I have not embarked on the exercise but why not prove that all assets are exhibiting commodity like behavior (more so than ever) by simply overlaying any asset index on top of any trustworthy broad money supply indicator. If I understand your work, you see liquidity waning in here. I have no idea how that is possible but I will take your word for it. My GUESS is that crude and stocks (and whatever) overlay almost perfectly on top of M3. Just a guess if you deem it relevant. Since monetary levers took over in 2002, all assets are little more than a proxy for the (over) availability of credit. That we have people moaning about a tight fed when the funds rate lags even the government's trumped up inflation numbers is comical. What is more comical, however, is that I have failed to embrace the obvious and it has cost me great hardship.

Keep up the good work

Minyan Steve


Actually, M3 has no correlation whatsoever to stocks, GDP, corporate earnings, or anything else for that matter. Incredible as that may seem, this is one of the reasons the Fed is abandoning it (well, one of the stated reasons anyway): it's uselessness in providing real economic (or financial market) insight.

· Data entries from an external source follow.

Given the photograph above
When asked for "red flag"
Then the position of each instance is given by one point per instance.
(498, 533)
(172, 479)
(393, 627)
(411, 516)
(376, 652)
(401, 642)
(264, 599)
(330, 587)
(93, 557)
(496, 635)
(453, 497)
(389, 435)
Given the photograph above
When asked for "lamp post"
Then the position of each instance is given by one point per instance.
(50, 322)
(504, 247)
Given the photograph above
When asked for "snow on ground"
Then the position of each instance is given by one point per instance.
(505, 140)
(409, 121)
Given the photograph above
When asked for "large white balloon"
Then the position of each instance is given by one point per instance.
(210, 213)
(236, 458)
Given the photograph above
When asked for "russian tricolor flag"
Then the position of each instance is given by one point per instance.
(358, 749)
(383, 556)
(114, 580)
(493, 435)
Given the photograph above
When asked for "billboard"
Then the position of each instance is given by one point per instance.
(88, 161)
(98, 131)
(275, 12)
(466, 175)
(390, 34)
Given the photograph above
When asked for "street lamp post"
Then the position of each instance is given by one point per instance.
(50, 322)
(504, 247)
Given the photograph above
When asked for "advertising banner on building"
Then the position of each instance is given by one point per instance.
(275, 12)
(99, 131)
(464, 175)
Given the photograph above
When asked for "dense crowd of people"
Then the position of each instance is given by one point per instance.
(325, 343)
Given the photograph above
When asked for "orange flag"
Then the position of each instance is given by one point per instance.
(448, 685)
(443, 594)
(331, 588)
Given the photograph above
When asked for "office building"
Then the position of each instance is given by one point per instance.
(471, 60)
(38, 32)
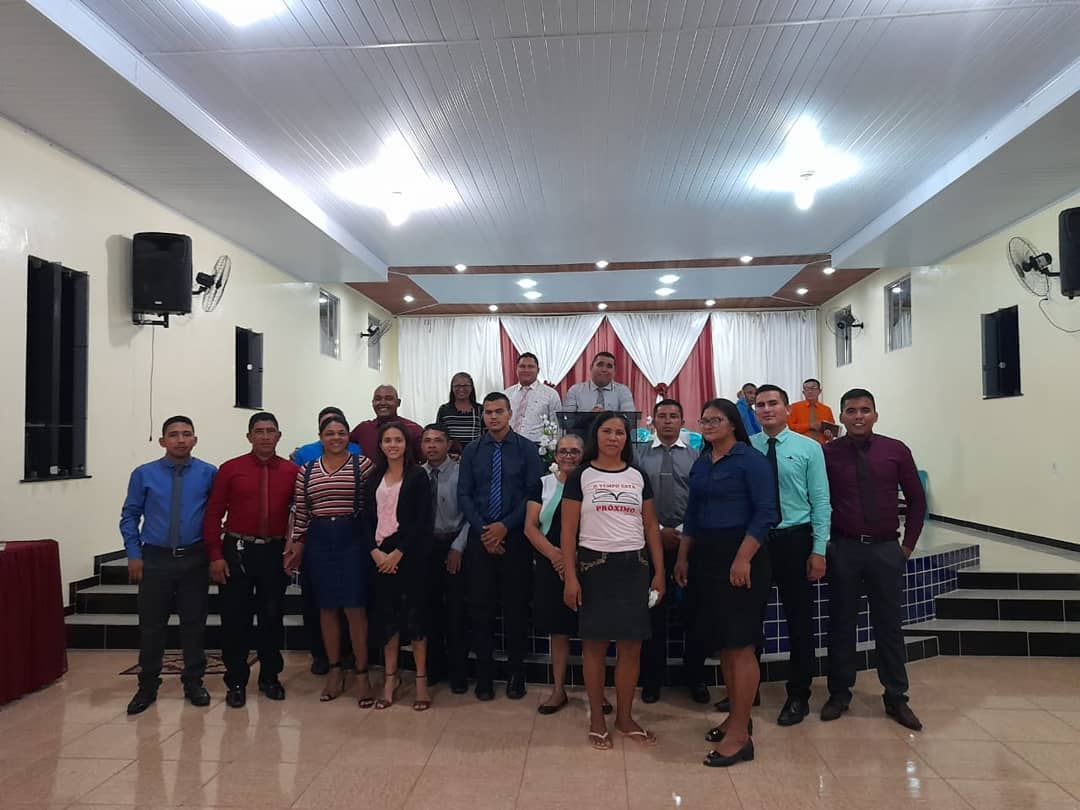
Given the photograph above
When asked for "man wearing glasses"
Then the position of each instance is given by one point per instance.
(666, 463)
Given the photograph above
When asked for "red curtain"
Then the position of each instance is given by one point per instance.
(692, 387)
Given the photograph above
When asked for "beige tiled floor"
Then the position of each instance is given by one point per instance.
(1000, 733)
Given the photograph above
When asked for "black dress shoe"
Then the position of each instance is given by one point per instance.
(903, 714)
(515, 687)
(237, 697)
(715, 734)
(699, 693)
(272, 689)
(725, 703)
(793, 712)
(143, 700)
(833, 709)
(197, 694)
(745, 754)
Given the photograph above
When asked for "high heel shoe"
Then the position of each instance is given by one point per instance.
(338, 682)
(382, 702)
(716, 759)
(421, 705)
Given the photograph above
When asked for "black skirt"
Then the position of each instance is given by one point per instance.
(550, 613)
(615, 595)
(728, 617)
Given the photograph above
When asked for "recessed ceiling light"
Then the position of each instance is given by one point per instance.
(395, 184)
(243, 13)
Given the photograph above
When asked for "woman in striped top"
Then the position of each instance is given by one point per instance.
(329, 536)
(461, 416)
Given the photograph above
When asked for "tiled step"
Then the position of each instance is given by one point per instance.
(120, 631)
(982, 579)
(123, 598)
(1010, 605)
(998, 637)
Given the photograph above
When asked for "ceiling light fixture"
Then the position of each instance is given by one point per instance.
(242, 13)
(395, 184)
(805, 166)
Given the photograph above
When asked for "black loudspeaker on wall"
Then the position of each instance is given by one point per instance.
(161, 273)
(1068, 238)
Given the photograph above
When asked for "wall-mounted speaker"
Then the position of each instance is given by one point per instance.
(161, 273)
(1068, 240)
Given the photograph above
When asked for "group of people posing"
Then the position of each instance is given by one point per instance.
(405, 534)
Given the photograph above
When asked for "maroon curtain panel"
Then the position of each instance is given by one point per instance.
(692, 387)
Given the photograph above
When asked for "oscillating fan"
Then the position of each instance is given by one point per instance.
(212, 285)
(1031, 268)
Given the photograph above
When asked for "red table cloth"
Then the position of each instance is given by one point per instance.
(32, 649)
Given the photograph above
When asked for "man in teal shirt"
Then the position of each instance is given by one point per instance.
(797, 545)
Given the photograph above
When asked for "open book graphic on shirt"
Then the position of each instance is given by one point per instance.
(609, 496)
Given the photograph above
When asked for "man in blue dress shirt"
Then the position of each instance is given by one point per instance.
(161, 523)
(498, 473)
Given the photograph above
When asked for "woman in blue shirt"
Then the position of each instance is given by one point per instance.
(731, 508)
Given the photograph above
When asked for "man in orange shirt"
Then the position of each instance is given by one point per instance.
(808, 416)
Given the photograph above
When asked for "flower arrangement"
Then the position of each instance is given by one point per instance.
(549, 439)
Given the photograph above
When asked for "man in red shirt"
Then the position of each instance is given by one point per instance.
(252, 495)
(385, 403)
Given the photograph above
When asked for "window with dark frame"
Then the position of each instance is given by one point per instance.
(57, 315)
(329, 324)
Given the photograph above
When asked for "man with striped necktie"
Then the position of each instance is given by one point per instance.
(498, 474)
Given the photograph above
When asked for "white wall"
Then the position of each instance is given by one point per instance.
(1013, 462)
(58, 208)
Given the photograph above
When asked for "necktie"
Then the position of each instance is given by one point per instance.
(775, 474)
(865, 486)
(174, 510)
(666, 488)
(520, 410)
(495, 499)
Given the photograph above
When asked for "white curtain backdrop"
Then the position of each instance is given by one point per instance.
(431, 350)
(780, 348)
(557, 341)
(659, 342)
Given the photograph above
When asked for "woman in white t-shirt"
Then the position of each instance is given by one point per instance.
(608, 522)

Your statement that "Since monetary levers took over in 2002, all assets are little more than a proxy for the (over) availability of credit" is one of the most important insights an investor can have. [I would quibble a bit with it by saying that the institutional means of credit expansion (the Fed) must be accompanied by the desire for credit (i.e. demand for risk) but that is a minor point.] My entire point since the great reflation of 2001 has started (and let's not forget this is part of a reflation going back to 1987 at minimum) is that the desire for risk - risk seeking behavior - accompanied by the institutional mechanisms in place to reflate the money supply is THE cause of the asset speculative frenzy in EVERY asset class: stocks, corp. bonds, commodities (yes, gold and silver included), currencies, treasuries, derivatives, etc. Credit booms are booms: they affect everything that is denominated in dollars to a greater or lesser extent. Folk are moaning precisely b/c even when you take the foot off the accelerator a bit you risk a crash: you might still be going 60 mph but the relative decline in speed is what is important b/c it is the RELATIVE decrease in liquidity that affects the marginal economic activity/speculation. And our work suggests that an enormous amount of the economic activity/speculation has been marginal. Thus it is at serious risk for even the smallest decrease in liquidity...even if they are still pumping in absolute terms.

If by embracing the obvious you mean engaging in the same risk taking behavior as those long, say, Gold or stocks with sentiment at 80%+ bulls, be glad you ignored it. I have a new angle on an old saying: "no good crowd ever goes unpunished."

Be glad you aren't part of the crowd.